На этом фоне, мягко говоря, странно выглядят заявления, в том числе и официальные, о том, что сегодня якобы создан прочный фундамент для российско-американского партнерства. Такого фундамента нет, ибо им вполне естественно нельзя считать хорошие личные отношения между первыми лицами государства и рутинные консультации по линии отдельных ведомств: МИД, Минобороны, спецслужб, или же в целом сохраняющееся пока достаточно благожелательные отношения между российской и американской элитами.

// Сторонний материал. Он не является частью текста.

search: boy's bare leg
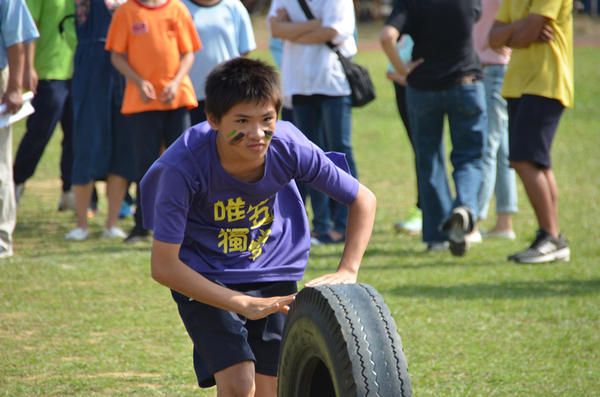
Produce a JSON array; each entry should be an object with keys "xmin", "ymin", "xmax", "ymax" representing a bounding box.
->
[
  {"xmin": 510, "ymin": 160, "xmax": 559, "ymax": 238},
  {"xmin": 214, "ymin": 360, "xmax": 255, "ymax": 397},
  {"xmin": 74, "ymin": 182, "xmax": 94, "ymax": 230},
  {"xmin": 542, "ymin": 167, "xmax": 559, "ymax": 232},
  {"xmin": 255, "ymin": 373, "xmax": 277, "ymax": 397},
  {"xmin": 105, "ymin": 174, "xmax": 128, "ymax": 229}
]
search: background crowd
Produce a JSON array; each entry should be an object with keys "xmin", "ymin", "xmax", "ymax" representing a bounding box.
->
[{"xmin": 1, "ymin": 0, "xmax": 572, "ymax": 265}]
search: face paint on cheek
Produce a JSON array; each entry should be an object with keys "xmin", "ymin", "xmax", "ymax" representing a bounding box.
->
[
  {"xmin": 229, "ymin": 132, "xmax": 246, "ymax": 145},
  {"xmin": 227, "ymin": 130, "xmax": 237, "ymax": 139},
  {"xmin": 264, "ymin": 130, "xmax": 274, "ymax": 140}
]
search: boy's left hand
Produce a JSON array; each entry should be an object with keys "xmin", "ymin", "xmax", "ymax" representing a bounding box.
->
[
  {"xmin": 304, "ymin": 268, "xmax": 357, "ymax": 288},
  {"xmin": 160, "ymin": 81, "xmax": 179, "ymax": 104}
]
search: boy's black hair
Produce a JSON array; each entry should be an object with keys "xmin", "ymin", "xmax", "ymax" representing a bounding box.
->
[{"xmin": 204, "ymin": 57, "xmax": 284, "ymax": 122}]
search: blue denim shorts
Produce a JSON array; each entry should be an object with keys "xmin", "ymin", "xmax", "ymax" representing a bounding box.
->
[
  {"xmin": 507, "ymin": 94, "xmax": 564, "ymax": 169},
  {"xmin": 171, "ymin": 280, "xmax": 297, "ymax": 388}
]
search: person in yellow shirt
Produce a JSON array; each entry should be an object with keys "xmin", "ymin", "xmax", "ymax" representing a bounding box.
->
[{"xmin": 490, "ymin": 0, "xmax": 574, "ymax": 263}]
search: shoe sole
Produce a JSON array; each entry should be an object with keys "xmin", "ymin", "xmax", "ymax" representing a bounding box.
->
[
  {"xmin": 442, "ymin": 209, "xmax": 471, "ymax": 256},
  {"xmin": 515, "ymin": 247, "xmax": 571, "ymax": 263}
]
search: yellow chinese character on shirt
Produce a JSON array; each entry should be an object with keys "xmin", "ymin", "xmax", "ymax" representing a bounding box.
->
[
  {"xmin": 226, "ymin": 198, "xmax": 246, "ymax": 222},
  {"xmin": 218, "ymin": 228, "xmax": 249, "ymax": 253},
  {"xmin": 249, "ymin": 229, "xmax": 272, "ymax": 260},
  {"xmin": 214, "ymin": 200, "xmax": 226, "ymax": 221},
  {"xmin": 248, "ymin": 199, "xmax": 274, "ymax": 229}
]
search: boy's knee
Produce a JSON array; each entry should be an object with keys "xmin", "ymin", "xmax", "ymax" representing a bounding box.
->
[{"xmin": 215, "ymin": 360, "xmax": 256, "ymax": 397}]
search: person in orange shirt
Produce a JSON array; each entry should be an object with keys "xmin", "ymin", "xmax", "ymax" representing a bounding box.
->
[{"xmin": 105, "ymin": 0, "xmax": 202, "ymax": 243}]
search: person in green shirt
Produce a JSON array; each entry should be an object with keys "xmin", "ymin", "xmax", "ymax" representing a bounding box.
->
[{"xmin": 13, "ymin": 0, "xmax": 75, "ymax": 212}]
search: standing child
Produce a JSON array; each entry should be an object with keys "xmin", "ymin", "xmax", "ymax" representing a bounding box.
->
[
  {"xmin": 141, "ymin": 58, "xmax": 376, "ymax": 396},
  {"xmin": 105, "ymin": 0, "xmax": 202, "ymax": 243},
  {"xmin": 180, "ymin": 0, "xmax": 256, "ymax": 125},
  {"xmin": 66, "ymin": 0, "xmax": 136, "ymax": 241}
]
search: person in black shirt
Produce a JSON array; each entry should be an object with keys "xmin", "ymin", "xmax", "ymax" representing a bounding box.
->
[{"xmin": 381, "ymin": 0, "xmax": 487, "ymax": 256}]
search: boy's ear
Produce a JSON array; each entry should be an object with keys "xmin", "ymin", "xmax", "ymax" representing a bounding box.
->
[{"xmin": 206, "ymin": 112, "xmax": 219, "ymax": 130}]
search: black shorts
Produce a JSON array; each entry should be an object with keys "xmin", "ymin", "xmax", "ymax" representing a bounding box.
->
[
  {"xmin": 507, "ymin": 94, "xmax": 564, "ymax": 169},
  {"xmin": 171, "ymin": 280, "xmax": 298, "ymax": 388}
]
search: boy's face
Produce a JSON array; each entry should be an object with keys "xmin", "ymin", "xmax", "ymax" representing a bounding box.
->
[{"xmin": 209, "ymin": 101, "xmax": 277, "ymax": 164}]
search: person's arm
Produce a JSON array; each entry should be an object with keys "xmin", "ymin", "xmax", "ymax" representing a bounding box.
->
[
  {"xmin": 289, "ymin": 26, "xmax": 337, "ymax": 44},
  {"xmin": 305, "ymin": 183, "xmax": 376, "ymax": 287},
  {"xmin": 159, "ymin": 51, "xmax": 194, "ymax": 104},
  {"xmin": 387, "ymin": 70, "xmax": 406, "ymax": 86},
  {"xmin": 23, "ymin": 40, "xmax": 37, "ymax": 94},
  {"xmin": 268, "ymin": 7, "xmax": 321, "ymax": 41},
  {"xmin": 110, "ymin": 51, "xmax": 156, "ymax": 102},
  {"xmin": 380, "ymin": 25, "xmax": 423, "ymax": 79},
  {"xmin": 151, "ymin": 240, "xmax": 296, "ymax": 320},
  {"xmin": 1, "ymin": 42, "xmax": 26, "ymax": 114},
  {"xmin": 489, "ymin": 14, "xmax": 553, "ymax": 49}
]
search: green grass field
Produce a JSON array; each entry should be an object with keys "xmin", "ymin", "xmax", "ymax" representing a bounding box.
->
[{"xmin": 1, "ymin": 45, "xmax": 599, "ymax": 396}]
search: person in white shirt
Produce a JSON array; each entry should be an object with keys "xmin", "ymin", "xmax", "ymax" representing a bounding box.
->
[{"xmin": 268, "ymin": 0, "xmax": 358, "ymax": 245}]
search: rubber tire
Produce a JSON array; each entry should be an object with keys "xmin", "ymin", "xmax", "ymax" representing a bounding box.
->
[{"xmin": 278, "ymin": 284, "xmax": 412, "ymax": 397}]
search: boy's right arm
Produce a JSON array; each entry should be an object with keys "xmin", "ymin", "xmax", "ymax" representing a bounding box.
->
[
  {"xmin": 151, "ymin": 239, "xmax": 296, "ymax": 320},
  {"xmin": 110, "ymin": 51, "xmax": 156, "ymax": 103}
]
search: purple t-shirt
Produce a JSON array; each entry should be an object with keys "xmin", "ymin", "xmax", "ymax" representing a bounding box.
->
[{"xmin": 141, "ymin": 120, "xmax": 359, "ymax": 284}]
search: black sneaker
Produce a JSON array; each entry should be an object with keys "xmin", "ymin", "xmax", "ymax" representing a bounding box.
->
[
  {"xmin": 508, "ymin": 230, "xmax": 570, "ymax": 263},
  {"xmin": 125, "ymin": 226, "xmax": 149, "ymax": 244},
  {"xmin": 441, "ymin": 206, "xmax": 474, "ymax": 256}
]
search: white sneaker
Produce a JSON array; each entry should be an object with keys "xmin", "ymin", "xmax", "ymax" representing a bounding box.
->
[
  {"xmin": 394, "ymin": 207, "xmax": 423, "ymax": 235},
  {"xmin": 102, "ymin": 227, "xmax": 127, "ymax": 239},
  {"xmin": 482, "ymin": 229, "xmax": 516, "ymax": 240},
  {"xmin": 65, "ymin": 227, "xmax": 89, "ymax": 241},
  {"xmin": 469, "ymin": 229, "xmax": 483, "ymax": 244}
]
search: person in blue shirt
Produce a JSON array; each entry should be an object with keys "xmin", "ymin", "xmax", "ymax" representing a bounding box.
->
[
  {"xmin": 181, "ymin": 0, "xmax": 256, "ymax": 125},
  {"xmin": 0, "ymin": 0, "xmax": 39, "ymax": 258}
]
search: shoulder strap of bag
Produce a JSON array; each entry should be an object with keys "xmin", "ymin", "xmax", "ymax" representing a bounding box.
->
[{"xmin": 297, "ymin": 0, "xmax": 336, "ymax": 51}]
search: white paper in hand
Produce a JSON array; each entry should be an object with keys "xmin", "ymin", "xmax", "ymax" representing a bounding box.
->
[{"xmin": 0, "ymin": 92, "xmax": 35, "ymax": 128}]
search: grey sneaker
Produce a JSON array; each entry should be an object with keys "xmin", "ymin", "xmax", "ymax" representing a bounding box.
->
[
  {"xmin": 427, "ymin": 241, "xmax": 449, "ymax": 252},
  {"xmin": 15, "ymin": 183, "xmax": 25, "ymax": 205},
  {"xmin": 509, "ymin": 230, "xmax": 570, "ymax": 263},
  {"xmin": 441, "ymin": 206, "xmax": 474, "ymax": 256},
  {"xmin": 58, "ymin": 190, "xmax": 76, "ymax": 211}
]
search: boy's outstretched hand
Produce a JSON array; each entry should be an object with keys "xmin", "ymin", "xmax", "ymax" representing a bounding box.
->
[
  {"xmin": 242, "ymin": 294, "xmax": 297, "ymax": 321},
  {"xmin": 304, "ymin": 268, "xmax": 357, "ymax": 288}
]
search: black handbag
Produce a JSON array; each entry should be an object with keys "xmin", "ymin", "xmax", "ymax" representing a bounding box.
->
[{"xmin": 297, "ymin": 0, "xmax": 376, "ymax": 107}]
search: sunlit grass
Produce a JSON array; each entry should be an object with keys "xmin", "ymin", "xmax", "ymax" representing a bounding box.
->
[{"xmin": 1, "ymin": 43, "xmax": 599, "ymax": 396}]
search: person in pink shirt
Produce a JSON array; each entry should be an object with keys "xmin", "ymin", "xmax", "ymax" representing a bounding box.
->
[{"xmin": 473, "ymin": 0, "xmax": 518, "ymax": 241}]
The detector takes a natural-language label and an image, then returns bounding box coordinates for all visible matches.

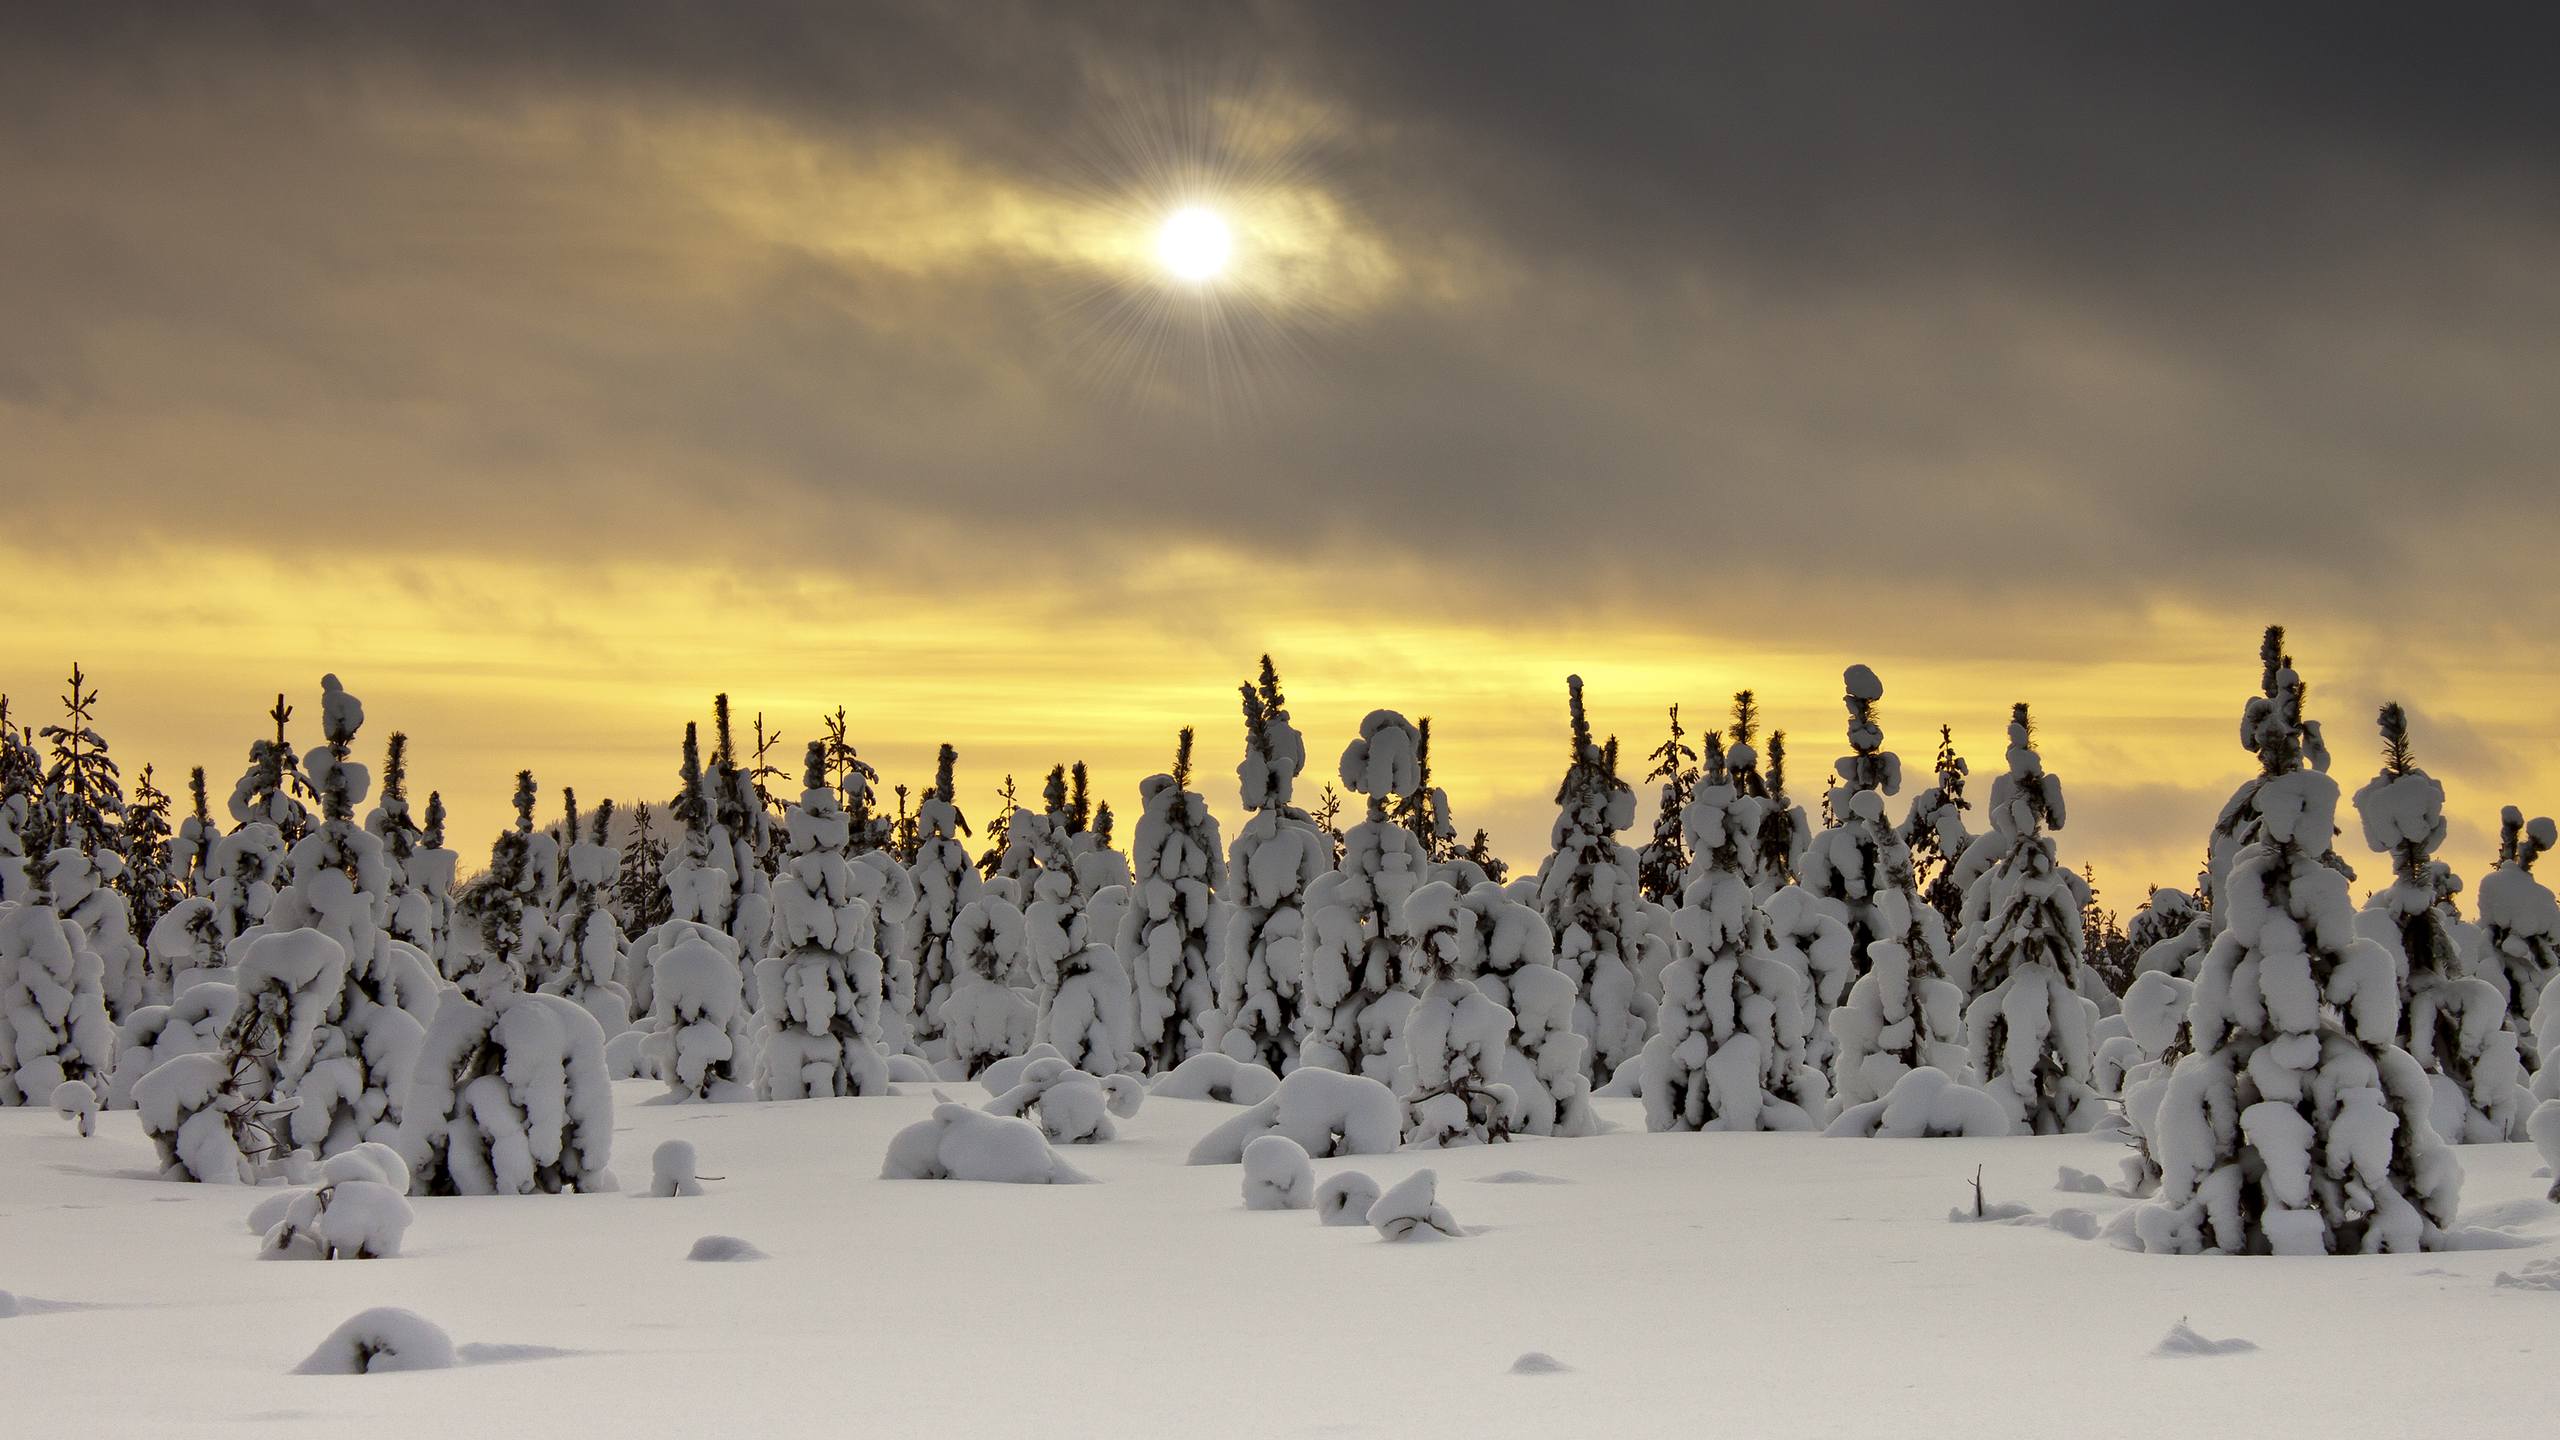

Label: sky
[4,3,2556,905]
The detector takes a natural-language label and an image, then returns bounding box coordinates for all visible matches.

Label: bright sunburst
[1155,205,1233,283]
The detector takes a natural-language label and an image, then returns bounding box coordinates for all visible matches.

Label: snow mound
[1827,1067,2013,1139]
[0,1291,15,1319]
[1509,1352,1571,1375]
[686,1235,766,1262]
[2493,1258,2560,1292]
[885,1054,937,1084]
[1187,1068,1401,1165]
[1316,1171,1380,1226]
[1469,1170,1569,1185]
[1948,1202,2037,1224]
[2152,1322,2259,1358]
[1370,1168,1463,1242]
[1150,1052,1280,1105]
[2055,1166,2109,1194]
[651,1141,704,1198]
[881,1103,1091,1184]
[294,1308,457,1374]
[2047,1208,2101,1240]
[1241,1135,1314,1210]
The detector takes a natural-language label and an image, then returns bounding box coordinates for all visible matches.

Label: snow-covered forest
[5,632,2559,1433]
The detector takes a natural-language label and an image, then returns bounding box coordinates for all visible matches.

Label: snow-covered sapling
[1187,1066,1404,1165]
[879,1101,1091,1184]
[1532,677,1652,1085]
[51,1079,96,1136]
[651,1140,705,1198]
[2134,632,2462,1255]
[294,1308,456,1374]
[1368,1167,1463,1241]
[1316,1170,1381,1226]
[1121,728,1225,1073]
[1215,660,1328,1074]
[984,1055,1145,1144]
[1241,1134,1315,1210]
[1303,710,1431,1081]
[2352,705,2530,1142]
[1955,706,2101,1135]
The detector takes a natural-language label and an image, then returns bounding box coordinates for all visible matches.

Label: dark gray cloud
[4,2,2557,642]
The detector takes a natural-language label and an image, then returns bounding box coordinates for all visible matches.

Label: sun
[1155,205,1233,283]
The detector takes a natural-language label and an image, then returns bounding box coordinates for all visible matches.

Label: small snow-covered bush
[1187,1067,1402,1165]
[1368,1167,1462,1241]
[1150,1051,1280,1105]
[259,1173,414,1260]
[294,1307,456,1374]
[979,1044,1067,1096]
[1316,1170,1381,1226]
[52,1080,96,1137]
[880,1101,1091,1183]
[651,1140,703,1198]
[1824,1066,2013,1139]
[984,1056,1144,1144]
[1241,1135,1314,1210]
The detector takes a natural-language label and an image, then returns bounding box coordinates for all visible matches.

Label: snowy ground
[5,1087,2555,1438]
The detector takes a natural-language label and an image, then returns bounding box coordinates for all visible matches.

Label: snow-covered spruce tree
[2479,806,2559,1074]
[1214,660,1328,1074]
[1123,728,1226,1073]
[903,744,980,1060]
[1955,706,2102,1135]
[614,804,671,944]
[820,706,891,856]
[253,674,440,1156]
[1643,729,1828,1132]
[39,664,142,1015]
[123,765,182,1006]
[2132,643,2461,1255]
[1810,666,1962,1111]
[2351,706,2530,1142]
[1533,677,1651,1086]
[0,698,39,901]
[1392,718,1460,875]
[2128,886,2207,980]
[706,696,774,968]
[1901,725,1973,940]
[1302,710,1431,1082]
[978,773,1030,908]
[1413,880,1597,1136]
[1636,705,1697,905]
[944,896,1035,1076]
[1396,881,1516,1148]
[1732,694,1809,896]
[396,952,614,1195]
[0,836,118,1107]
[2203,626,2339,928]
[753,743,892,1099]
[553,793,632,1035]
[145,769,227,996]
[206,718,302,973]
[361,733,433,965]
[660,721,737,935]
[133,928,339,1183]
[453,772,559,1004]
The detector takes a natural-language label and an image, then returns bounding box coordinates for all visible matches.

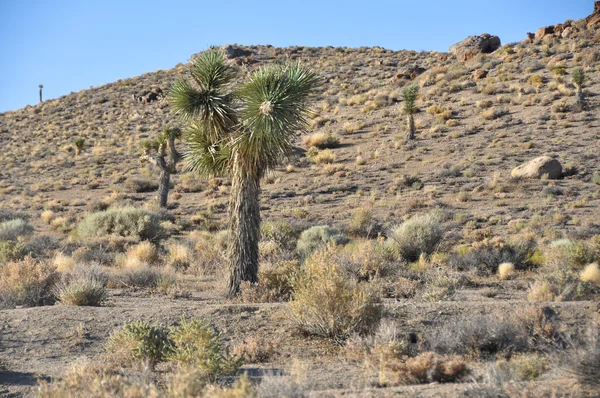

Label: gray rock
[449,34,501,62]
[511,156,562,179]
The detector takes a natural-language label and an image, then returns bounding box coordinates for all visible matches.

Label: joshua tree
[572,67,586,110]
[169,49,319,296]
[140,126,182,208]
[39,84,43,103]
[72,137,85,156]
[402,83,419,141]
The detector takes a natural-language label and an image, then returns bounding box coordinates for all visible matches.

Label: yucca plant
[402,83,419,140]
[169,49,319,296]
[39,84,43,103]
[140,125,181,208]
[572,67,586,110]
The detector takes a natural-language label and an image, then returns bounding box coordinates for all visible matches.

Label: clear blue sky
[0,0,593,112]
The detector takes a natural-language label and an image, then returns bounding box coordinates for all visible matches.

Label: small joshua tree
[72,137,85,156]
[140,126,181,208]
[572,67,586,110]
[39,84,43,103]
[402,83,419,141]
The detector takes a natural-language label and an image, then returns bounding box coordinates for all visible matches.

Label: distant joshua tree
[140,126,182,208]
[39,84,43,103]
[169,49,319,296]
[402,83,419,141]
[572,67,586,110]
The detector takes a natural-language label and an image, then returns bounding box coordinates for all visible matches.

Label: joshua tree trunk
[157,161,170,208]
[39,87,43,103]
[576,85,586,110]
[406,114,415,141]
[226,160,260,297]
[166,136,180,173]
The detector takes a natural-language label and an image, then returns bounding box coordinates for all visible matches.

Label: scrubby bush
[386,352,469,385]
[106,320,172,366]
[0,257,58,309]
[167,317,244,381]
[572,340,600,388]
[54,264,108,306]
[0,239,26,262]
[260,220,297,250]
[429,315,529,357]
[290,248,382,342]
[348,207,379,237]
[449,238,534,275]
[240,260,299,302]
[296,225,350,259]
[76,207,163,241]
[387,213,444,262]
[302,132,340,149]
[0,218,33,241]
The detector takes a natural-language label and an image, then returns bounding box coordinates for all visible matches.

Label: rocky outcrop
[394,66,427,82]
[471,69,488,81]
[132,88,163,104]
[587,1,600,27]
[511,156,563,179]
[535,26,555,39]
[449,34,501,62]
[222,45,253,59]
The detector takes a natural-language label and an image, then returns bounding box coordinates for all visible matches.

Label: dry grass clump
[348,207,378,237]
[53,252,75,272]
[240,260,299,303]
[302,132,339,149]
[312,148,336,164]
[497,262,515,279]
[385,352,469,385]
[290,248,382,341]
[122,241,159,268]
[165,242,192,270]
[387,213,444,262]
[76,207,163,241]
[580,263,600,285]
[106,320,171,366]
[0,257,58,309]
[571,340,600,389]
[54,264,108,306]
[232,336,277,364]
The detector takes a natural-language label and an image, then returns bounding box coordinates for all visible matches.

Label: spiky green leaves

Все это было, как известно, и в годы холодной войны, но тогда было еще и кое-что другое. Был постоянно действующий диалог по вопросам стратегической стабильности в виде сразу нескольких переговорных форумов по разоружению: по ядерному разоружению, по нераспространению, по обычным вооруженным силам и так далее. Было диалог между военными экспертами, учеными, общественностью СССР и США. По крайней мере, такой диалог имел регулярный характер и в годы холодной войны, и на излете холодной войны в особенности. Ничего подобного сегодня мы не имеем.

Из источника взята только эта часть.